Easy enough, then. Just hold gold until it goes to US$5,000 and sell. Not so fast. Today, thanks to what we call the Internet Reformation, too many savvy people understand what I have just explained. And the elites who control central banking know it, too. I have a hard time believing that the powers-that-be will let gold go to US$5,000 (or wherever it would ordinarily end up).
Something else will intervene. A war. A deliberate promotional campaign against Wall Street and “speculators.” A terrible, expanding Depression that will cause the confiscation of gold and the creation of a new worldwide money standard. Or perhaps all three at once.
People who own gold and silver will no doubt be rewarded (at least to some degree) before any of this (potentially) takes place. But one needs to be careful now! We are entering another leg of the cycle, in my view.

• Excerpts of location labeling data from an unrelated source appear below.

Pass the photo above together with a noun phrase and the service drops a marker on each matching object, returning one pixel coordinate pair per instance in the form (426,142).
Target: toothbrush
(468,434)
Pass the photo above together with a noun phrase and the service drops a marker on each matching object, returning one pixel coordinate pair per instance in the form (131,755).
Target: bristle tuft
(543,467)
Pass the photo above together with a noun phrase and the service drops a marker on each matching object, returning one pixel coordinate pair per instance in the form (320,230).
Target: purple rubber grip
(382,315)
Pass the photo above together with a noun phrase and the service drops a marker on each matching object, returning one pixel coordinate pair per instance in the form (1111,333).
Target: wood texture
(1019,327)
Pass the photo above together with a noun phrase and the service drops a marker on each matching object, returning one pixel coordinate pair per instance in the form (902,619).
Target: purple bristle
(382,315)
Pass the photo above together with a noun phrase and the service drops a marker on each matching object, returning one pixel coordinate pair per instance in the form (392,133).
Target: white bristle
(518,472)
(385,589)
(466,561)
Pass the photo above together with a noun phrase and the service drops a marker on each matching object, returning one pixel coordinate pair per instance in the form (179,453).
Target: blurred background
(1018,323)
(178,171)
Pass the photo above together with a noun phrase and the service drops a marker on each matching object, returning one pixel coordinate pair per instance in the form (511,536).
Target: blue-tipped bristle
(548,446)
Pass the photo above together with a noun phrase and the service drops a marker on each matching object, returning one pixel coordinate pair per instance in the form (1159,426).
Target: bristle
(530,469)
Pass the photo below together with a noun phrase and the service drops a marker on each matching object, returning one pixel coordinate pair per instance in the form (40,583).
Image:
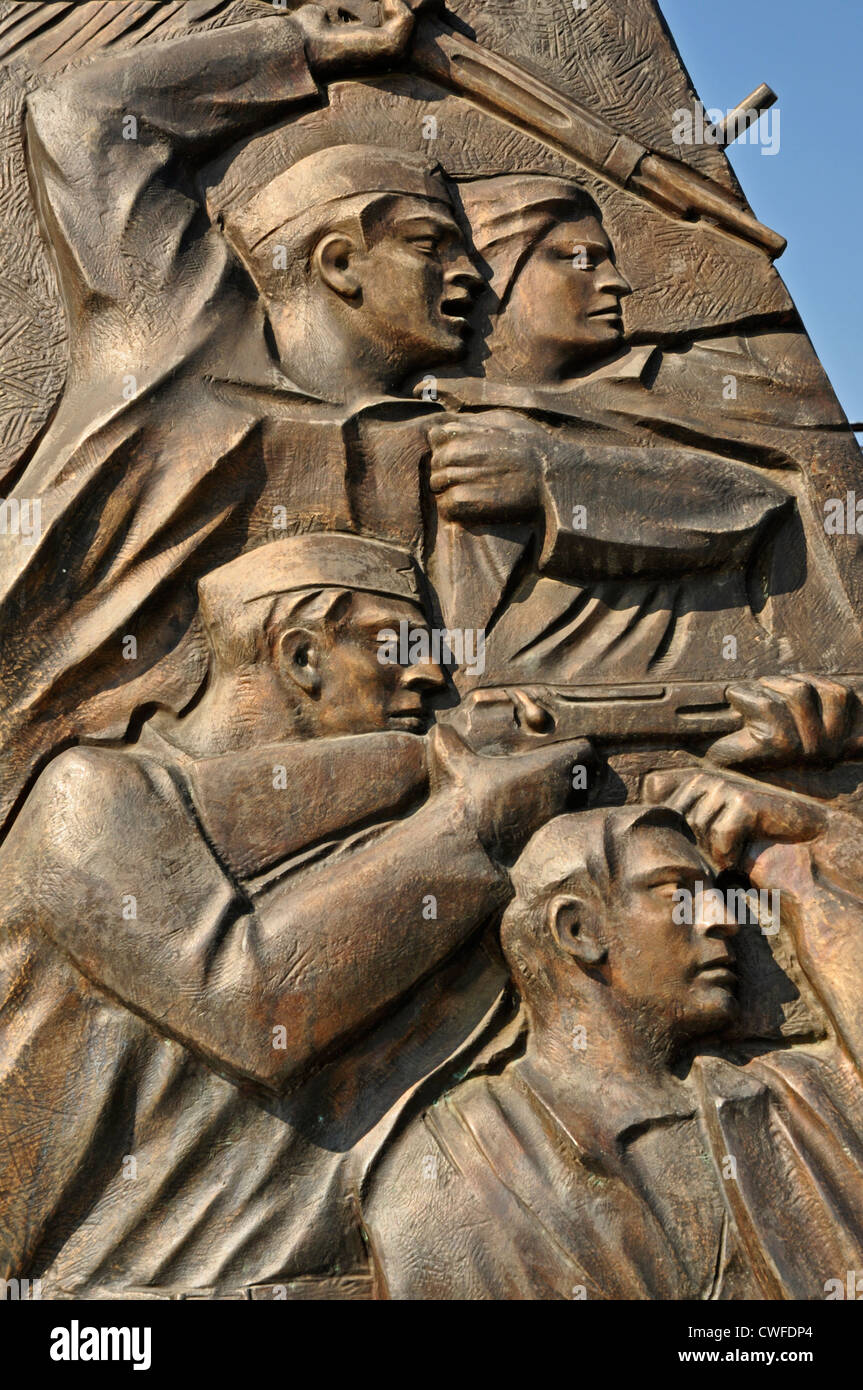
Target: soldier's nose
(464,275)
(424,677)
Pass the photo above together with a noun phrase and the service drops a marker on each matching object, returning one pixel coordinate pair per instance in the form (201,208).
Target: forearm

To ignore the possibilities is to be blind to the reality of modern history. The last time this sort of blow-off took place was in the 1930s. Look what happened then.
You remember, don’t you? The New York Fed illegally printed money and FDR covered it up with his “bank holidays.” The power elite of the day used every promotional trick they could to shift the blame. They pointed fingers at “Wall Street,” arrested thousands, destroyed companies, passed Draconian new regulations (that only prolonged the recession and further institutionalized the Fed), confiscated gold and then – finally – when nothing else worked, started a world war.
That’s my take on it anyway. Call me a conspiracy theorist. That’s OK. To me, it’s all directed history and more in tune with reality theory.